ELK. Sorry man. If thats the way you store your bow. thats great. But as for myself and 46 yrs of shooting old recurve sticks Id never store one in that position.Everybody is different. and the question was he had it strung. and its not strung


----------



## elk22hunter (Sep 7, 2007)

oldfudd said:


> ELK. Sorry man. If thats the way you store your bow. thats great. But as for myself and 46 yrs of shooting old recurve sticks Id never store one in that position.Everybody is different. and the question was he had it strung. and its not strung


Ha ha............I am simply mentioning that I am most likely storing mine wrong. Its just a kids bow and it is the only way that i can always find the string with it.


----------



## Old Fudd (Nov 24, 2007)

Elk. I hear ya. I always miss place my string. Go out an buy another. and then all of a sudden I find a box of the **** things..


----------



## longbow (Mar 31, 2009)

I figure after making custom recurves and longbow for many years I could chime in on this one. He's probably stung it backwards so he doesn't loose his string. It doesn't hurt it but, unlike some say, it doesn't help it keep it's weight or keep the limbs straight.
Whatever you do don't store it in the heat and DON'T store it standing on it's tip. You will have a twisted tip in no time.
Also, don't use the step-through method to string it. Use a good stringer or in a pinch you could use the push-pull method, albeit a little dangerous.
Hope that helps. Chuck.


----------



## Finnegan (Sep 7, 2007)

longbow said:


> Also, don't use the step-through method to string it.


Because?

I used that method for 25 years and didn't see any harm in it, so I'm curious.


----------



## longbow (Mar 31, 2009)

You can very easily twist the tips of your bow and/or grind the tip into the ground. It's accually the easiest way to string a bow but I wouldn't recomend it.


----------



## swbuckmaster (Sep 14, 2007)

dosent salt lake archery have a pictue of a guy with his eye poked out because he didnt use a stringer?
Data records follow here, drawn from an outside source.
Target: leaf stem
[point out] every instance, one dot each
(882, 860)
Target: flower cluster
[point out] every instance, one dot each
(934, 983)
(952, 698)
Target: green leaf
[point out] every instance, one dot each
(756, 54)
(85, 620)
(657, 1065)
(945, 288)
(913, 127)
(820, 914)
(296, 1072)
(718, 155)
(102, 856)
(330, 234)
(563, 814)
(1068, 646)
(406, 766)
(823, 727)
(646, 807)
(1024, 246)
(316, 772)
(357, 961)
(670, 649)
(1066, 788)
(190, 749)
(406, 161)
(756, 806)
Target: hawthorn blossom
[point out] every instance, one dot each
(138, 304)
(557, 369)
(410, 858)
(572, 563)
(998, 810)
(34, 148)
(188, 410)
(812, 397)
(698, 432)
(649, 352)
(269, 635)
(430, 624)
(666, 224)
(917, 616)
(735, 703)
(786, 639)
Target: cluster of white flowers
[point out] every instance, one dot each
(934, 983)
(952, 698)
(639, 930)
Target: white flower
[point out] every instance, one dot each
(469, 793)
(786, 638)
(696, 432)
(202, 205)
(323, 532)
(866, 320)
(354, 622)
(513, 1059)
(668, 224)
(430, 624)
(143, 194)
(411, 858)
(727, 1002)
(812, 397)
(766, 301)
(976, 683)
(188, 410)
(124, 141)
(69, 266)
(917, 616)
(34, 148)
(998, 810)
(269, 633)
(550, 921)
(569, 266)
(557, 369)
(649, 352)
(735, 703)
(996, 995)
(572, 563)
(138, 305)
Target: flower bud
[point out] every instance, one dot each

I dont know anything about recurves other than they make it 10 times harder to get the job done.

except on carp. I got to get me a rig for carp


----------



## longbow (Mar 31, 2009)

Actually it isn't 10 times harder but it's fun for people to think that.


----------



## north slope (Sep 8, 2007)

Where is Tex o boo when you need him. :lol:


----------